Il y a d'autres espèces d'ouvi qui se nomment « valeve ou triats » qui sont comme les « soabei » et les « ouviharen ».

D'autres sortes d'ouvi, viennent naturellement sans les cultiver, comme les « ouviempasso », « ouvirandre », les « fanghits », « valaye », « fandre », « hombouc » et autres sortes de racines que mangent les gens ; ils les cherchent en cas de famine ou pendant une période où les vivres manquent.

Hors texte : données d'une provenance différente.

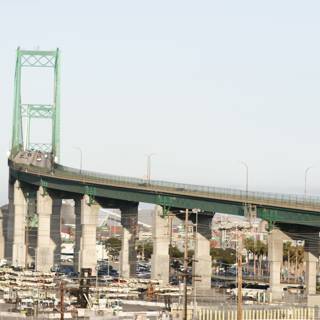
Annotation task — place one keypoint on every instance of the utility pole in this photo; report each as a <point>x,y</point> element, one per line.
<point>185,265</point>
<point>61,301</point>
<point>239,275</point>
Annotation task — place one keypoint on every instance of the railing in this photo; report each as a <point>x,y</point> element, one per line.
<point>311,203</point>
<point>267,313</point>
<point>276,199</point>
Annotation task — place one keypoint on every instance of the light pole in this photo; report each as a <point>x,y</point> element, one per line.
<point>80,151</point>
<point>149,156</point>
<point>305,179</point>
<point>194,280</point>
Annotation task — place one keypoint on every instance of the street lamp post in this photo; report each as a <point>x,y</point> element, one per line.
<point>247,178</point>
<point>149,156</point>
<point>305,179</point>
<point>80,151</point>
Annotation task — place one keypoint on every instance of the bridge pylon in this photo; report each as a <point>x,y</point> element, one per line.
<point>25,112</point>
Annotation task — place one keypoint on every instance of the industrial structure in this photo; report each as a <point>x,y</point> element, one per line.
<point>38,183</point>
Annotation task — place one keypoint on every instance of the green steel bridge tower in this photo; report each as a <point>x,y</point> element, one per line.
<point>24,113</point>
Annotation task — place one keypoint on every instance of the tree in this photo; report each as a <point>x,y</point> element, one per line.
<point>113,245</point>
<point>227,256</point>
<point>146,249</point>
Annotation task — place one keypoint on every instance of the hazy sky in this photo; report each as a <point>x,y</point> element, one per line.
<point>203,84</point>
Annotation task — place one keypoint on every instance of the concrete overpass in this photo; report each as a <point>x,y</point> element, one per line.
<point>38,183</point>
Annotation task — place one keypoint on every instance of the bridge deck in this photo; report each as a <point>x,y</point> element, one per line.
<point>296,202</point>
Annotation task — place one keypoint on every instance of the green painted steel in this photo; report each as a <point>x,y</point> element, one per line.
<point>21,140</point>
<point>169,198</point>
<point>273,207</point>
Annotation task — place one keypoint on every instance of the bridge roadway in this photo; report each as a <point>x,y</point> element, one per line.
<point>273,207</point>
<point>283,211</point>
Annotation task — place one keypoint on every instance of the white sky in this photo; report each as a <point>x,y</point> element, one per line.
<point>203,84</point>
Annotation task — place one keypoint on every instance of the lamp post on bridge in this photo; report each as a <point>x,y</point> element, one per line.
<point>305,179</point>
<point>80,151</point>
<point>247,178</point>
<point>149,156</point>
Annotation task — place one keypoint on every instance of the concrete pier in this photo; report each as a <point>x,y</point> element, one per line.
<point>19,225</point>
<point>45,249</point>
<point>202,265</point>
<point>85,255</point>
<point>311,272</point>
<point>55,232</point>
<point>161,240</point>
<point>2,234</point>
<point>128,254</point>
<point>275,256</point>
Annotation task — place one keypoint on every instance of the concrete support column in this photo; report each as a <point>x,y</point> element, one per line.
<point>275,256</point>
<point>128,254</point>
<point>85,255</point>
<point>55,232</point>
<point>2,234</point>
<point>311,272</point>
<point>45,248</point>
<point>9,223</point>
<point>202,266</point>
<point>161,240</point>
<point>20,212</point>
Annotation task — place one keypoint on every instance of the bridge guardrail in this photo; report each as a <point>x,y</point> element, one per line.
<point>311,203</point>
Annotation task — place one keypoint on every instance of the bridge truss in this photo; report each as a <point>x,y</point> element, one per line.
<point>21,138</point>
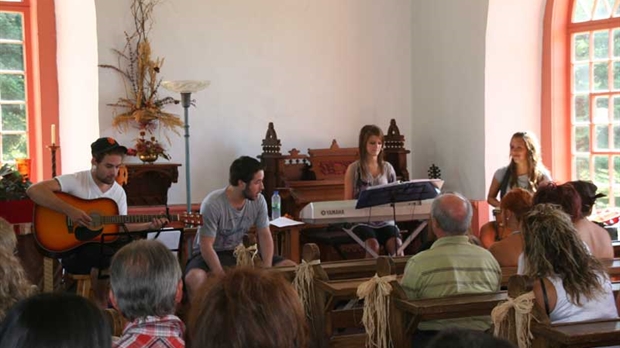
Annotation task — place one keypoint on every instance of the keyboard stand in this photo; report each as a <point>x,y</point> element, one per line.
<point>393,193</point>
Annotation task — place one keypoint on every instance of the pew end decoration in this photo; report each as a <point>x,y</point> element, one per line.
<point>247,252</point>
<point>376,295</point>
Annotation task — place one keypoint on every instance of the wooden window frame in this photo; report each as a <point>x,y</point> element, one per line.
<point>41,80</point>
<point>556,84</point>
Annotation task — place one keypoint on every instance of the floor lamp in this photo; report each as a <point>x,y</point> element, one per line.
<point>186,88</point>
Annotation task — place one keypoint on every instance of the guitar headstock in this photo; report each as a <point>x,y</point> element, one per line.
<point>193,219</point>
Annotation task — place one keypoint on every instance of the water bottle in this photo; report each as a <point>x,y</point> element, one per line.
<point>276,204</point>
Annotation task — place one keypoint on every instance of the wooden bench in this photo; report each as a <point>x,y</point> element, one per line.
<point>594,333</point>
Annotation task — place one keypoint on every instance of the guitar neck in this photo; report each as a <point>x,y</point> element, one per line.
<point>130,219</point>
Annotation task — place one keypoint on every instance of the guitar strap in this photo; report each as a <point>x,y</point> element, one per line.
<point>503,187</point>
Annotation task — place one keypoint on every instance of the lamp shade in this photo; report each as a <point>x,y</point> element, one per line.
<point>185,86</point>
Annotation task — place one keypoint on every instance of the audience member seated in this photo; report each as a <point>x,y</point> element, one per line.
<point>372,170</point>
<point>53,320</point>
<point>452,266</point>
<point>568,198</point>
<point>459,338</point>
<point>514,205</point>
<point>525,170</point>
<point>598,239</point>
<point>146,286</point>
<point>14,285</point>
<point>569,283</point>
<point>248,308</point>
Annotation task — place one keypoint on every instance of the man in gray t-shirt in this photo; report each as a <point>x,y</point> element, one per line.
<point>228,214</point>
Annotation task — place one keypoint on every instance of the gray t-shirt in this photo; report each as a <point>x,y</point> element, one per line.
<point>227,224</point>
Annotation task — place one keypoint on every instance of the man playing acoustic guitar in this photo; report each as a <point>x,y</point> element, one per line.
<point>98,182</point>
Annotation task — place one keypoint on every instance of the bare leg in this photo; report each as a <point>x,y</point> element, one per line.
<point>194,279</point>
<point>373,244</point>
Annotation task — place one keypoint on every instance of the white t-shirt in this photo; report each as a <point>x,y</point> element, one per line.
<point>82,185</point>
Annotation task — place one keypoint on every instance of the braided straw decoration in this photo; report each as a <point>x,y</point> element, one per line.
<point>376,295</point>
<point>245,256</point>
<point>523,315</point>
<point>304,274</point>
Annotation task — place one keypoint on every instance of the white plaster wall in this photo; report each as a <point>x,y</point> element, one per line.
<point>513,76</point>
<point>448,44</point>
<point>318,69</point>
<point>76,30</point>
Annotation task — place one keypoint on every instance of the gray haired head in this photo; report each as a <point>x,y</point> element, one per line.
<point>452,212</point>
<point>144,276</point>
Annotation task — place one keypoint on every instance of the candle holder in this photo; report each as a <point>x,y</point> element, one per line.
<point>53,148</point>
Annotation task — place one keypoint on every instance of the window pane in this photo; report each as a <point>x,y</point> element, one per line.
<point>601,76</point>
<point>11,27</point>
<point>581,108</point>
<point>13,146</point>
<point>603,9</point>
<point>581,75</point>
<point>616,160</point>
<point>602,137</point>
<point>13,117</point>
<point>617,41</point>
<point>581,45</point>
<point>583,10</point>
<point>582,167</point>
<point>616,75</point>
<point>601,110</point>
<point>601,169</point>
<point>582,139</point>
<point>12,87</point>
<point>11,57</point>
<point>601,45</point>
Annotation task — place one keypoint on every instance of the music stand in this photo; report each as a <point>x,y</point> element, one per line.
<point>415,190</point>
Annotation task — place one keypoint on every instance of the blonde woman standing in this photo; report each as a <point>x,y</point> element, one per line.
<point>372,170</point>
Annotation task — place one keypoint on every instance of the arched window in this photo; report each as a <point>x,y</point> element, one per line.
<point>581,93</point>
<point>28,83</point>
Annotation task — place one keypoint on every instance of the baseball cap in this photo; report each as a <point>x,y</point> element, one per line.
<point>103,145</point>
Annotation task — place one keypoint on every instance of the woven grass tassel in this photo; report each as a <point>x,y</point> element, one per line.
<point>376,295</point>
<point>245,256</point>
<point>523,316</point>
<point>303,283</point>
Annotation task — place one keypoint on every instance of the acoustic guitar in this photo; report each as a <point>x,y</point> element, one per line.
<point>56,233</point>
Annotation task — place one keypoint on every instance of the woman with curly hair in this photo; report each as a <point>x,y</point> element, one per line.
<point>514,205</point>
<point>569,283</point>
<point>14,285</point>
<point>525,169</point>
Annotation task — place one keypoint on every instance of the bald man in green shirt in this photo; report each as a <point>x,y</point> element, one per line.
<point>452,266</point>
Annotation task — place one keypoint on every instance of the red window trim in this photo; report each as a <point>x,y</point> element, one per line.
<point>41,81</point>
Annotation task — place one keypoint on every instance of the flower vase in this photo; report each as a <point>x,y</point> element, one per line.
<point>148,157</point>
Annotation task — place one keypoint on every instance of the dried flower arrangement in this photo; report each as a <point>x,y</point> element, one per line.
<point>139,71</point>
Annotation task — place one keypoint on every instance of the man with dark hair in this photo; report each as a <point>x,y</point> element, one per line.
<point>98,182</point>
<point>146,287</point>
<point>228,215</point>
<point>451,266</point>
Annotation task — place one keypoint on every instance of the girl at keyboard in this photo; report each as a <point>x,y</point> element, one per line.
<point>371,170</point>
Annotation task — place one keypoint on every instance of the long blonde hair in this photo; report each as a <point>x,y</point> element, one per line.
<point>553,248</point>
<point>14,285</point>
<point>534,161</point>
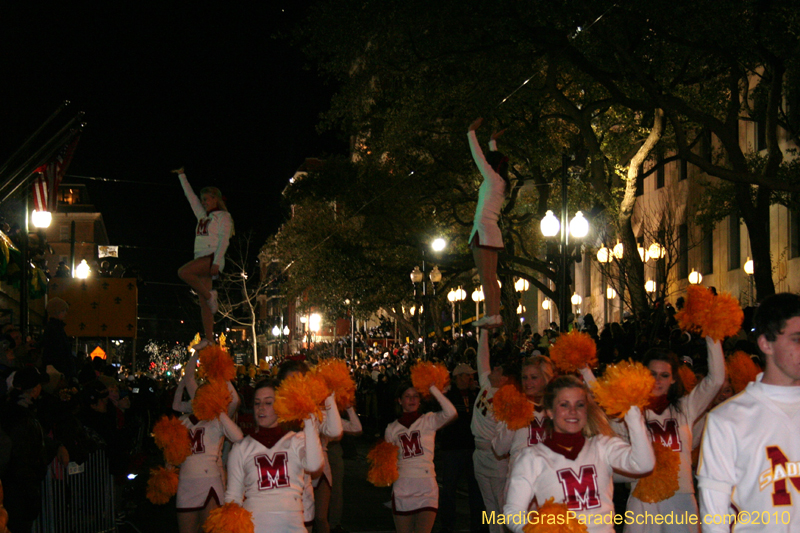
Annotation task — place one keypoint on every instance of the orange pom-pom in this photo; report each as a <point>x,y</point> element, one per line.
<point>162,485</point>
<point>512,407</point>
<point>687,377</point>
<point>622,386</point>
<point>173,438</point>
<point>211,399</point>
<point>338,379</point>
<point>712,316</point>
<point>662,483</point>
<point>553,518</point>
<point>299,397</point>
<point>383,464</point>
<point>725,319</point>
<point>573,351</point>
<point>217,363</point>
<point>741,370</point>
<point>230,518</point>
<point>425,374</point>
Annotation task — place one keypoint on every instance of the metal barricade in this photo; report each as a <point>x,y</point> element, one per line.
<point>78,498</point>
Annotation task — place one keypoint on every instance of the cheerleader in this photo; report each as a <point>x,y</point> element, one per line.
<point>574,464</point>
<point>491,471</point>
<point>670,417</point>
<point>537,371</point>
<point>317,491</point>
<point>201,478</point>
<point>212,235</point>
<point>485,238</point>
<point>266,470</point>
<point>415,494</point>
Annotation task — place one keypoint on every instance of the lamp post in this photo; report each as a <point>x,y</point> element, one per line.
<point>418,276</point>
<point>749,270</point>
<point>578,227</point>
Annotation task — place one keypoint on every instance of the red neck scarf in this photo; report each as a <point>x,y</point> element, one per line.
<point>567,444</point>
<point>269,436</point>
<point>658,404</point>
<point>409,418</point>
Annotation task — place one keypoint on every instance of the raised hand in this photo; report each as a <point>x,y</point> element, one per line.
<point>477,124</point>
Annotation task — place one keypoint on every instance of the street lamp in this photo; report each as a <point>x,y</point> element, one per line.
<point>749,270</point>
<point>82,270</point>
<point>578,228</point>
<point>695,278</point>
<point>41,219</point>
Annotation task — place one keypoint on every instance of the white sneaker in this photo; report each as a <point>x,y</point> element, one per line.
<point>489,322</point>
<point>213,304</point>
<point>205,343</point>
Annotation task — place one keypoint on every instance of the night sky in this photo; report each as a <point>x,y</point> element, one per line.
<point>215,89</point>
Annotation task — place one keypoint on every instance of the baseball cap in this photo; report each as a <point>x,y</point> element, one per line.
<point>462,368</point>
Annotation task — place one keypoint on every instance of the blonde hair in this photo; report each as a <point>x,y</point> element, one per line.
<point>596,421</point>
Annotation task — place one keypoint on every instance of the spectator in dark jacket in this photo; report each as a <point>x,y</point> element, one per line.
<point>31,450</point>
<point>56,347</point>
<point>454,448</point>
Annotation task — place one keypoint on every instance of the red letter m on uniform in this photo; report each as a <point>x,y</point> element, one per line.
<point>196,438</point>
<point>667,432</point>
<point>412,444</point>
<point>781,468</point>
<point>273,473</point>
<point>580,491</point>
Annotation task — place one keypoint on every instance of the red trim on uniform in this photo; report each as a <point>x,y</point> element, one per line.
<point>658,404</point>
<point>415,511</point>
<point>476,242</point>
<point>211,493</point>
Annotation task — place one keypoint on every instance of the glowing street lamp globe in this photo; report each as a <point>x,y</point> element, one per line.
<point>550,225</point>
<point>695,278</point>
<point>579,226</point>
<point>41,219</point>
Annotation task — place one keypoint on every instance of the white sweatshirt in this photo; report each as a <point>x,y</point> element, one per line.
<point>213,231</point>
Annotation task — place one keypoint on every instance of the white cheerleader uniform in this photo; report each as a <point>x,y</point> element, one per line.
<point>513,442</point>
<point>491,196</point>
<point>201,476</point>
<point>269,482</point>
<point>491,471</point>
<point>673,429</point>
<point>213,231</point>
<point>416,489</point>
<point>329,429</point>
<point>584,484</point>
<point>750,460</point>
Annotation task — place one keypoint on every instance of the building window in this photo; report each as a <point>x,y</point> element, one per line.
<point>706,146</point>
<point>708,252</point>
<point>69,196</point>
<point>734,243</point>
<point>587,275</point>
<point>761,135</point>
<point>683,251</point>
<point>640,181</point>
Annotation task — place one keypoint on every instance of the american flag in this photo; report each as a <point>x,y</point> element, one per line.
<point>45,186</point>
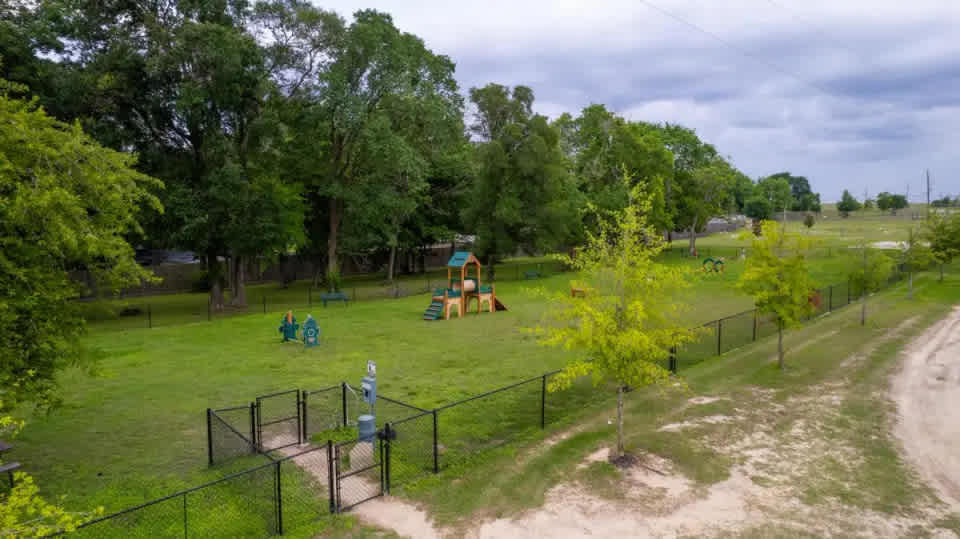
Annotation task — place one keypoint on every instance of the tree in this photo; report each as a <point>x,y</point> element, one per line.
<point>847,204</point>
<point>777,275</point>
<point>777,192</point>
<point>65,203</point>
<point>942,233</point>
<point>759,209</point>
<point>915,255</point>
<point>523,196</point>
<point>887,201</point>
<point>802,197</point>
<point>869,272</point>
<point>627,324</point>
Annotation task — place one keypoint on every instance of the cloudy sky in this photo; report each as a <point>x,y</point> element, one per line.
<point>858,94</point>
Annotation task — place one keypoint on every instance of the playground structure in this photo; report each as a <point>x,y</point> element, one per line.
<point>711,265</point>
<point>459,292</point>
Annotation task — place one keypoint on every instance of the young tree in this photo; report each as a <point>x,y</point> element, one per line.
<point>626,325</point>
<point>869,272</point>
<point>777,275</point>
<point>943,235</point>
<point>847,204</point>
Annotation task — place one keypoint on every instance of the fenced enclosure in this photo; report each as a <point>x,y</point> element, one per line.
<point>309,475</point>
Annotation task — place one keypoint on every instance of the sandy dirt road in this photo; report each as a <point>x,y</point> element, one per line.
<point>927,394</point>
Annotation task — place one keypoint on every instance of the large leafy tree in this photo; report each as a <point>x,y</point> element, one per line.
<point>601,145</point>
<point>66,203</point>
<point>701,183</point>
<point>801,196</point>
<point>523,196</point>
<point>375,77</point>
<point>847,204</point>
<point>777,275</point>
<point>628,321</point>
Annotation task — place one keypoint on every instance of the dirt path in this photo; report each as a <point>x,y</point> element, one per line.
<point>927,393</point>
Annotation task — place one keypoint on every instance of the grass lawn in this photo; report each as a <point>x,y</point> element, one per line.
<point>136,430</point>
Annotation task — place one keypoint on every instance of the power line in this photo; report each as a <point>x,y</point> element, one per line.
<point>743,52</point>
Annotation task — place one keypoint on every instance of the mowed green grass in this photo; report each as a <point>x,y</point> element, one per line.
<point>136,429</point>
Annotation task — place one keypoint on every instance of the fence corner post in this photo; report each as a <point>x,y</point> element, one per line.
<point>543,402</point>
<point>436,459</point>
<point>279,500</point>
<point>343,402</point>
<point>209,438</point>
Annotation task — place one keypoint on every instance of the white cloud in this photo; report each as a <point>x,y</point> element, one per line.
<point>891,70</point>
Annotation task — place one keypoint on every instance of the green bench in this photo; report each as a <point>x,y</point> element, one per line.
<point>334,296</point>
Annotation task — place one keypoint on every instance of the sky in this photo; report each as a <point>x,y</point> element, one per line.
<point>853,94</point>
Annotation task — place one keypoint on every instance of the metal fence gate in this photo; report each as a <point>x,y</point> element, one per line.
<point>278,420</point>
<point>359,471</point>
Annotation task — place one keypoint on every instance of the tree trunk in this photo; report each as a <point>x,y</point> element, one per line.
<point>334,210</point>
<point>239,287</point>
<point>620,420</point>
<point>780,345</point>
<point>216,290</point>
<point>393,260</point>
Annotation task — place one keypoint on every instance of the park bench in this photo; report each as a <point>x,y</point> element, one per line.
<point>334,296</point>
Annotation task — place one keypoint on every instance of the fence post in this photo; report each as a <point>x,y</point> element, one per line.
<point>209,438</point>
<point>279,501</point>
<point>253,426</point>
<point>719,333</point>
<point>436,460</point>
<point>343,401</point>
<point>543,402</point>
<point>330,478</point>
<point>385,449</point>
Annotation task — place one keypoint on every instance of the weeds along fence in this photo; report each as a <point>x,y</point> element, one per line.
<point>731,332</point>
<point>171,310</point>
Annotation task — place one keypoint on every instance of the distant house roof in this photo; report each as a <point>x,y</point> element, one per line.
<point>461,259</point>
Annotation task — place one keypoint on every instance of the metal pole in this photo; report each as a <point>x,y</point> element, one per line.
<point>209,438</point>
<point>719,333</point>
<point>543,402</point>
<point>303,417</point>
<point>330,478</point>
<point>279,502</point>
<point>436,460</point>
<point>343,395</point>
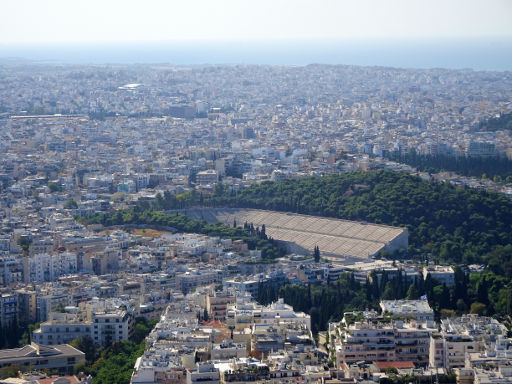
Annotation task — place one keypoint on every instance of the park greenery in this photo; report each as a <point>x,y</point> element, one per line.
<point>446,224</point>
<point>481,293</point>
<point>254,237</point>
<point>497,168</point>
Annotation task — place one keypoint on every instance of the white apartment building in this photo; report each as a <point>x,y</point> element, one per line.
<point>243,314</point>
<point>204,373</point>
<point>104,327</point>
<point>419,309</point>
<point>384,341</point>
<point>43,267</point>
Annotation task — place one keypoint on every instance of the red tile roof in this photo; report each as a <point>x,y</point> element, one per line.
<point>394,364</point>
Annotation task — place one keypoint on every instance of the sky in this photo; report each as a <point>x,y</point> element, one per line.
<point>106,21</point>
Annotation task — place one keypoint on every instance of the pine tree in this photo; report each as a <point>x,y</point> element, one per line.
<point>316,253</point>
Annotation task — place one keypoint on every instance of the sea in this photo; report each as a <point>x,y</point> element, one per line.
<point>479,54</point>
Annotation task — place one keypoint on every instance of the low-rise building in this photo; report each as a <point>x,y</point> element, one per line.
<point>61,357</point>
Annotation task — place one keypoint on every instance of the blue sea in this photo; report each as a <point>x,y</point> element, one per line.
<point>492,54</point>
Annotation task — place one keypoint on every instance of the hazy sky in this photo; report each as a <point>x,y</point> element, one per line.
<point>29,21</point>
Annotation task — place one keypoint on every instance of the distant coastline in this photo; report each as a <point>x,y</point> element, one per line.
<point>491,54</point>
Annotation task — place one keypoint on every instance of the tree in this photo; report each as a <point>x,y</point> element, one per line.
<point>11,370</point>
<point>316,254</point>
<point>412,292</point>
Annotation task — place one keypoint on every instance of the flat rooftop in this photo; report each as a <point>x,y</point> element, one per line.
<point>336,238</point>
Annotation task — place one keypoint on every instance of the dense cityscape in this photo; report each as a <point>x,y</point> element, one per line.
<point>156,225</point>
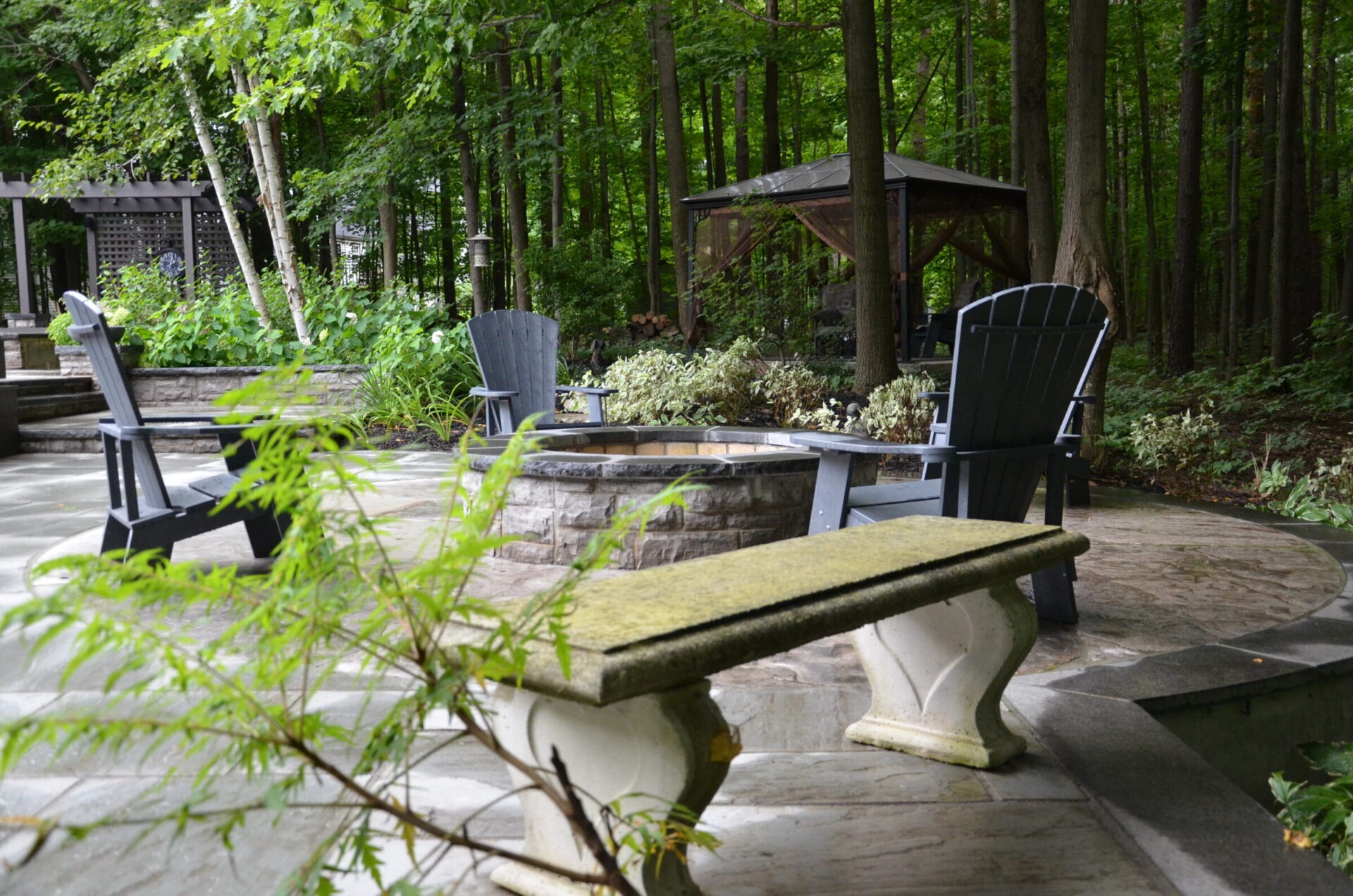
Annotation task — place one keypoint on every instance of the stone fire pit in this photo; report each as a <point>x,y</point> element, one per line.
<point>758,489</point>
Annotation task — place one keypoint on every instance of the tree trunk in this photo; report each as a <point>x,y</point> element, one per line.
<point>1291,313</point>
<point>1082,255</point>
<point>772,156</point>
<point>1188,202</point>
<point>876,358</point>
<point>742,152</point>
<point>674,141</point>
<point>1154,313</point>
<point>717,120</point>
<point>469,186</point>
<point>889,89</point>
<point>653,213</point>
<point>1029,106</point>
<point>516,180</point>
<point>557,158</point>
<point>223,195</point>
<point>268,171</point>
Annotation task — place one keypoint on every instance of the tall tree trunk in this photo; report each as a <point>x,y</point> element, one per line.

Les « ouviempasso » (Dioscorea tanalarum) sont des racines grosses comme le bras et assez longues. Elles sont aussi bonnes au goût que les « cambares » et elles se trouvent dans les bois près de la mer.

Les « ouvirandre » (Aponogeton fenestralis) sont de petites racines seulement comme le pouce, qui sont très bonnes à manger, elles se trouvent dans les étangs, c'est une herbe dont la feuille est longue comme la main et large de deux doigts.

Les « ouvidambou » c'est la racine d'une sorte de vigne comme celle qui croît à l'île Sainte-Marie. La plante porte des raisins noirs approchant du goût du muscat, mais âpres à la bouche, le bois meurt tous les ans. On pourrait faire du bon vin de messe avec, disait Flacourt, au 17ème siècle. Le goût de la racine est très mauvais et dure de digestion. Les gens n'en mangent qu'en cas de grande famine. Cette rampe dont la racine se nomme « ouvidambou » (igname de pourceau), donne desfeuillessemblables à la vigne.

Le « vahalaye » (Dioscorea bemandy) est une espèce de racine d'une rampe qui vient dans les endroits comme Ampatres, Maafales. Elle vient grosse comme la tête d'un homme et a le goût de poire. Elle se mange crue ou cuite.

Les « fanghits » sont d'autres racines qui viennent monstrueusement grosses, mais ont un goût moins agréable que le « vehalaye », et sont plus humides. Ces racines apaisent la faim et la soif. Elles se mangent crues et se digèrent facilement.

Il y aurait encore à dire, mais arrêtons nous là, car ce récit n'est qu'une description des ignames au 17ème siècle, faite par Flacourt.